Today 23 years ago, on November 15th, 1996 I created Truth Technologies Inc. in Richmond, Virginia. Truth Technologies is the trailblazer in the development of AML compliance solutions. It was a bet on an uncertain but emerging opportunity: it was based on the belief that US regulators would increasingly combat money laundering from the proceeds of drug trafficking. The FDIC and others had been tasked by the Clinton Administration to develop Know Your Customer (KYC) regulations.
Indeed by 1998 FDIC published the long-awaited regulations “for comment”. Two elements combined though to defeat those regulations: The Public’s concerns for privacy and the developing internet combined channeled some 250,000 protest letters to the FDIC. The Administration gave in and withdrew the proposed KYC regulations in March 1999. They reappeared with the Patriot Act of 2001.
Even if the public had concerns about privacy, the bankers’ associations were very much in favor of well understood regulations. The reason for this unexpected longing by banks to be regulated was that regulators would routinely sanction banking institutions based on unknown codes of conduct. Hence the unusual demand for more regulations simply to have a framework of certainty.

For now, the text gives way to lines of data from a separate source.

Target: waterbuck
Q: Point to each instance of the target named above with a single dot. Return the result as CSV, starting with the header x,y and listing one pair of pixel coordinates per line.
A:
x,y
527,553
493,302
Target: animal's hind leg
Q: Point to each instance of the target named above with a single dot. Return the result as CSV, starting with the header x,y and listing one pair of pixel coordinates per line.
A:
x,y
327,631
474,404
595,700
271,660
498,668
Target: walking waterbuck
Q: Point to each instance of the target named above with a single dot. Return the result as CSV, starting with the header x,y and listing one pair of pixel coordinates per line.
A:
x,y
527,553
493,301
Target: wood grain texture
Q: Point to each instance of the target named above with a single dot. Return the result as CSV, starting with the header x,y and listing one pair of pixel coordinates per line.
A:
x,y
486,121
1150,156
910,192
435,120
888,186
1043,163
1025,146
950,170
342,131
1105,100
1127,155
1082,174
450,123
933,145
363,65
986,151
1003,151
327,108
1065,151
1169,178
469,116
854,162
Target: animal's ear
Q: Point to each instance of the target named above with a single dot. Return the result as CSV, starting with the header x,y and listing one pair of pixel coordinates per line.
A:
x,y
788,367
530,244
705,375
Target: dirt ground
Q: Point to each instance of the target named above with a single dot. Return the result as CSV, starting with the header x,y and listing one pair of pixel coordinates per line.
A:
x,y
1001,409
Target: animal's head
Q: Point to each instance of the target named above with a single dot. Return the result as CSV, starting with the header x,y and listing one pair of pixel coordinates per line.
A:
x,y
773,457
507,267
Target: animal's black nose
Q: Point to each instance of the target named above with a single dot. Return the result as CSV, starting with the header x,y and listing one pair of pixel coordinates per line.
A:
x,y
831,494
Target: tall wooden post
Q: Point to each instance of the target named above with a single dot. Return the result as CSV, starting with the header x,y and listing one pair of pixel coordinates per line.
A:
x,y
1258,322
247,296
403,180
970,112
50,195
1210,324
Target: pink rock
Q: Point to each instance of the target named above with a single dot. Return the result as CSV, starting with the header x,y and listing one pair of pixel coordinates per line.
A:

There was Truth Technologies in 1996, the trailblazer for an AML/KYC solution before the problem was described.
Eventually AML/KYC standards would spread through an entity of OECD, the Financial Action Task Force or FATF created by G7 in 1989. The creation of FATF was a first indication for a future need of AML compliance solutions. FATF has since developed “a series of Recommendations that are recognised as the international standard for combating of money laundering and the financing of terrorism and proliferation of weapons of mass destruction. They form the basis for a coordinated response to these threats to the integrity of the financial system and help ensure a level playing field. First issued in 1990, the FATF Recommendations were revised in 1996, 2001, 2003 and most recently in 2012 to ensure that they remain up to date and relevant, and they are intended to be of universal application.”